According to Books Online this operator “Determines whether a specified value matches any value in a subquery or a list.”. Hence the “any” part of that line. So in other words, the IN operator will return TRUE/FALSE/UNKNOWN when a value is IN the result of a (sub)query.
In Books Online we see that the EXISTS operator “Specifies a subquery to test for the existence of rows.”. And also “Returns TRUE if a subquery contains any rows.”. So existence of a row is key here. Unlike the “any” part in the “IN” operator the “EXISTS” only has to look if there is at least 1 value.

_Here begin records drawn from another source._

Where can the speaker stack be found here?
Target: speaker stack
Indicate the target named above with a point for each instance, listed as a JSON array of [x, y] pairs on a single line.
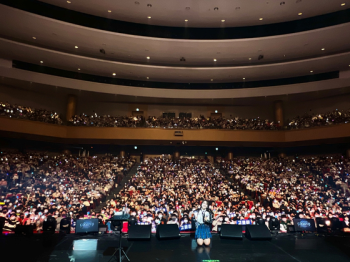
[[168, 231], [258, 232], [231, 231]]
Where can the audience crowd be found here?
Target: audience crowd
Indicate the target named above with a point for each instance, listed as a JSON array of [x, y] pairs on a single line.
[[34, 114], [201, 122], [327, 119], [243, 191], [105, 121], [35, 186]]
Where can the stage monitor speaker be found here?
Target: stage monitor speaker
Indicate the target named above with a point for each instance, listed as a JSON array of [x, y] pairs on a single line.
[[258, 232], [140, 232], [231, 231], [168, 231]]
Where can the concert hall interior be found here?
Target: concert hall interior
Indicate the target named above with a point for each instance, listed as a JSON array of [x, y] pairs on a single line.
[[163, 130]]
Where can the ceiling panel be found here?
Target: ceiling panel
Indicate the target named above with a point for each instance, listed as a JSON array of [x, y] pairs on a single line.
[[61, 36], [203, 13]]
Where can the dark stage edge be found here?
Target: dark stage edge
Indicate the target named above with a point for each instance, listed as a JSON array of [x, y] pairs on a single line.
[[282, 248]]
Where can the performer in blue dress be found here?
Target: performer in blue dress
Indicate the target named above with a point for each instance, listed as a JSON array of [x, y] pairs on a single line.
[[203, 219]]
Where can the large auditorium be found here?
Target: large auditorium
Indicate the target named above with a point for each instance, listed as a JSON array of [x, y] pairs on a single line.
[[175, 130]]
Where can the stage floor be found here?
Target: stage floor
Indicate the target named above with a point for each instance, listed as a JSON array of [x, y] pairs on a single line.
[[282, 248]]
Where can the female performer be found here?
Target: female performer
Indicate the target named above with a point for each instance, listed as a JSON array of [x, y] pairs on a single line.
[[203, 218]]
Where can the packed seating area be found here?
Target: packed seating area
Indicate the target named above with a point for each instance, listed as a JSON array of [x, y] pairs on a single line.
[[201, 122], [36, 185], [33, 114], [105, 121], [310, 120]]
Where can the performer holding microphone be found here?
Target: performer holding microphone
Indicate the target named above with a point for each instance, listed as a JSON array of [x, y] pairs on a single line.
[[203, 219]]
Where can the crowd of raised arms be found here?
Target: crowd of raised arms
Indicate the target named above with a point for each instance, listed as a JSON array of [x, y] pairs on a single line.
[[35, 186], [201, 122]]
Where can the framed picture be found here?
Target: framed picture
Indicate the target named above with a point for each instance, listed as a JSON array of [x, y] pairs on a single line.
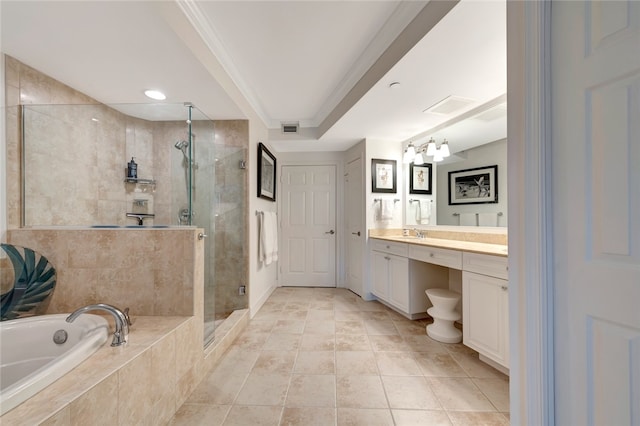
[[383, 175], [266, 173], [474, 186], [420, 179]]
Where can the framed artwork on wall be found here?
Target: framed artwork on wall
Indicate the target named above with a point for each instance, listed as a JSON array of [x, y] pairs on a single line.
[[266, 173], [383, 175], [474, 186], [420, 179]]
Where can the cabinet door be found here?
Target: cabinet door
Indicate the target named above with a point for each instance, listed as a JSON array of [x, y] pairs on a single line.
[[399, 282], [380, 271], [485, 308]]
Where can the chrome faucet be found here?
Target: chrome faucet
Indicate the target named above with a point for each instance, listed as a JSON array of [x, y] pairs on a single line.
[[141, 217], [121, 318]]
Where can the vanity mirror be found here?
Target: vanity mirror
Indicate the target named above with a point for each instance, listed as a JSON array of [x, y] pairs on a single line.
[[476, 140]]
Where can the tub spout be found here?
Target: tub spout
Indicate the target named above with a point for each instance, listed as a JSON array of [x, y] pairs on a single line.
[[121, 319]]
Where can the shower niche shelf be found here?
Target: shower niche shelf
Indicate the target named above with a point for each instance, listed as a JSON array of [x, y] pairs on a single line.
[[144, 185]]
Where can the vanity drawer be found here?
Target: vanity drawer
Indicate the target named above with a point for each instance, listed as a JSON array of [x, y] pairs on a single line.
[[399, 249], [437, 256], [486, 264]]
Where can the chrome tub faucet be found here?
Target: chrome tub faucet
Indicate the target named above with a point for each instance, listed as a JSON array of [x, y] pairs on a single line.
[[121, 318]]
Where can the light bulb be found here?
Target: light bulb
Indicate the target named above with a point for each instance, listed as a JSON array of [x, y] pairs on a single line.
[[444, 149], [419, 159], [431, 148]]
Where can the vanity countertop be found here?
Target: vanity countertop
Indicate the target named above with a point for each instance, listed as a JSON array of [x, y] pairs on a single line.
[[468, 246]]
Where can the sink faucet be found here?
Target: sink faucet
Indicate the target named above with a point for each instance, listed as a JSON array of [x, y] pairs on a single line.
[[121, 318]]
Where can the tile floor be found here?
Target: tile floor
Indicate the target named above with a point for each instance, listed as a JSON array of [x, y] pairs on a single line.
[[325, 357]]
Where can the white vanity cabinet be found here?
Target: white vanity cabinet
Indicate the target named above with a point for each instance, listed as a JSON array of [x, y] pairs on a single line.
[[398, 281], [485, 305]]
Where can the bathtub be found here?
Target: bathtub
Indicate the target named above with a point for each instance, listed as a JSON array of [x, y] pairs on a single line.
[[30, 360]]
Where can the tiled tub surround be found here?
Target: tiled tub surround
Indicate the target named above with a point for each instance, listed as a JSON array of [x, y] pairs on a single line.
[[134, 384]]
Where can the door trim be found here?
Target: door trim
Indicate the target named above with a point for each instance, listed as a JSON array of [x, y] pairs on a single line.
[[530, 234]]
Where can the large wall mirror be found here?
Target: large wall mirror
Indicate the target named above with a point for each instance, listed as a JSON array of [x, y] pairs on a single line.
[[470, 185]]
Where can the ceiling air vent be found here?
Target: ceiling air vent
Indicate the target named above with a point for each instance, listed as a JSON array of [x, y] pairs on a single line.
[[289, 127], [449, 105]]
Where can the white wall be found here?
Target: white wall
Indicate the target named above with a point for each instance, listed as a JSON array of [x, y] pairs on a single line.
[[3, 155], [494, 153]]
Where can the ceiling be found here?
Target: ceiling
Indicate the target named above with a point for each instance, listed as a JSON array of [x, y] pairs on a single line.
[[327, 65]]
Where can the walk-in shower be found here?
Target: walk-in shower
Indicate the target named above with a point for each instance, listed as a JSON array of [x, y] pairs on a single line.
[[188, 175]]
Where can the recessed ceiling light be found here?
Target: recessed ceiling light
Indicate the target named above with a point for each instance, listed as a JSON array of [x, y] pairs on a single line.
[[155, 94]]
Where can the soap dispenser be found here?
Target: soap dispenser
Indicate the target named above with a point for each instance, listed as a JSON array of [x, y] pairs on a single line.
[[132, 169]]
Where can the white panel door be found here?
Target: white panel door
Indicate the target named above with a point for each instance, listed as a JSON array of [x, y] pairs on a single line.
[[354, 205], [308, 226], [596, 211]]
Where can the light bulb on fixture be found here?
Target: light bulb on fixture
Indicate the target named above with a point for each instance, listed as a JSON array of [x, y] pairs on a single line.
[[431, 148], [444, 149]]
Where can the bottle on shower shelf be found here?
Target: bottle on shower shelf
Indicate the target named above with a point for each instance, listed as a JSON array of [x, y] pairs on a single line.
[[132, 169]]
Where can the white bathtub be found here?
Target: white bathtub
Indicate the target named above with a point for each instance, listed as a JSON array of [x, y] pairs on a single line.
[[31, 360]]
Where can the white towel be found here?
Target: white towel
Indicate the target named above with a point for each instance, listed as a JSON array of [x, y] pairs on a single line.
[[487, 219], [386, 209], [468, 219], [424, 206], [268, 249]]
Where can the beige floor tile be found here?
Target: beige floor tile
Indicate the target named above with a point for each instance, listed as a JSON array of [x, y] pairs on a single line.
[[380, 327], [352, 342], [308, 416], [347, 315], [238, 360], [315, 362], [424, 344], [364, 417], [461, 418], [282, 342], [220, 387], [410, 393], [497, 390], [350, 327], [320, 327], [388, 343], [360, 392], [459, 394], [255, 416], [318, 342], [356, 362], [476, 368], [397, 364], [321, 314], [421, 418], [288, 326], [311, 391], [270, 362], [261, 389], [438, 365], [200, 415]]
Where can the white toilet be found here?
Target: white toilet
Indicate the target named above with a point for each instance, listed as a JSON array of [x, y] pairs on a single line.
[[444, 315]]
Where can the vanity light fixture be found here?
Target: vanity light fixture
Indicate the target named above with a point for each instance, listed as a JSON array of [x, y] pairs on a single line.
[[155, 94]]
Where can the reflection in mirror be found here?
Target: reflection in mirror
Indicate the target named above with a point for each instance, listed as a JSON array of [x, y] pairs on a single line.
[[477, 142]]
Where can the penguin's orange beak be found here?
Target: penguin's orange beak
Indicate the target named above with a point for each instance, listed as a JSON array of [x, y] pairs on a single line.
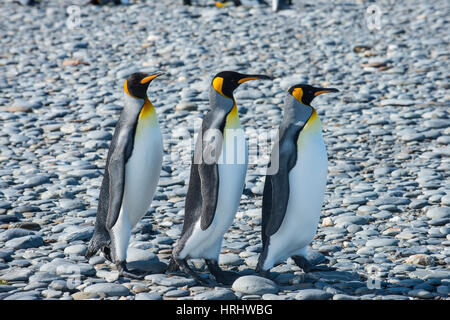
[[150, 78], [254, 77], [324, 90]]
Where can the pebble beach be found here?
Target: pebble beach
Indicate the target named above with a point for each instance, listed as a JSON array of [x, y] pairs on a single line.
[[385, 223]]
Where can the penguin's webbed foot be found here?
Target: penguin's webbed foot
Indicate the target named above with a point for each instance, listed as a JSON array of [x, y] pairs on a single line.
[[184, 267], [221, 276], [124, 272], [264, 273], [307, 266]]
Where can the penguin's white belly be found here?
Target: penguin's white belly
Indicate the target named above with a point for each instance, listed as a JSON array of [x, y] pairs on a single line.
[[307, 182], [207, 243], [142, 173]]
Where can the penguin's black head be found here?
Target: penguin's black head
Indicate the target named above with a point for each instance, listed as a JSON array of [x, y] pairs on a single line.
[[305, 93], [226, 82], [136, 84]]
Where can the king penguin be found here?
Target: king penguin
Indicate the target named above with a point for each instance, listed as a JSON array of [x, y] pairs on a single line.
[[293, 195], [217, 177], [133, 166]]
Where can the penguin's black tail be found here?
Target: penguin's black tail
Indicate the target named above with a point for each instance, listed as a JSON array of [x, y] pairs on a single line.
[[100, 241]]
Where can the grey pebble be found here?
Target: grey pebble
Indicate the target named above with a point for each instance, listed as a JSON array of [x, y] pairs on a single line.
[[109, 289], [254, 285]]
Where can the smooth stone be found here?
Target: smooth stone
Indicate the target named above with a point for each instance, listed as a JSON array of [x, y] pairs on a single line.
[[25, 295], [438, 213], [231, 259], [61, 266], [177, 293], [347, 220], [254, 285], [216, 294], [14, 233], [25, 242], [77, 249], [17, 274], [5, 255], [313, 294], [420, 293], [175, 281], [74, 233], [43, 277], [6, 288], [148, 296], [109, 289], [144, 260], [381, 242], [85, 295]]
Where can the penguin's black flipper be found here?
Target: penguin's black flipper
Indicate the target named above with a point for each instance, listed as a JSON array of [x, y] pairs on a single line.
[[285, 154], [116, 171], [120, 151]]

IN vs EXISTS Compilation resources
So, what does this all mean? Well, the IN operator is used to check if a value is available in some subquery, where it will be used on the complete result-set of this subquery. If you have a big result-set where you are checking for some values you might suffer performance issues. The EXISTS operator on the other hand is very useful for checking if a value exists because it uses something we call “short-circuiting”. If a value is found in the subquery it will immediately stop, because the operator can return TRUE. So on a very large result-set you will get your logical answer quicker when using the EXISTS in stead of the IN operator.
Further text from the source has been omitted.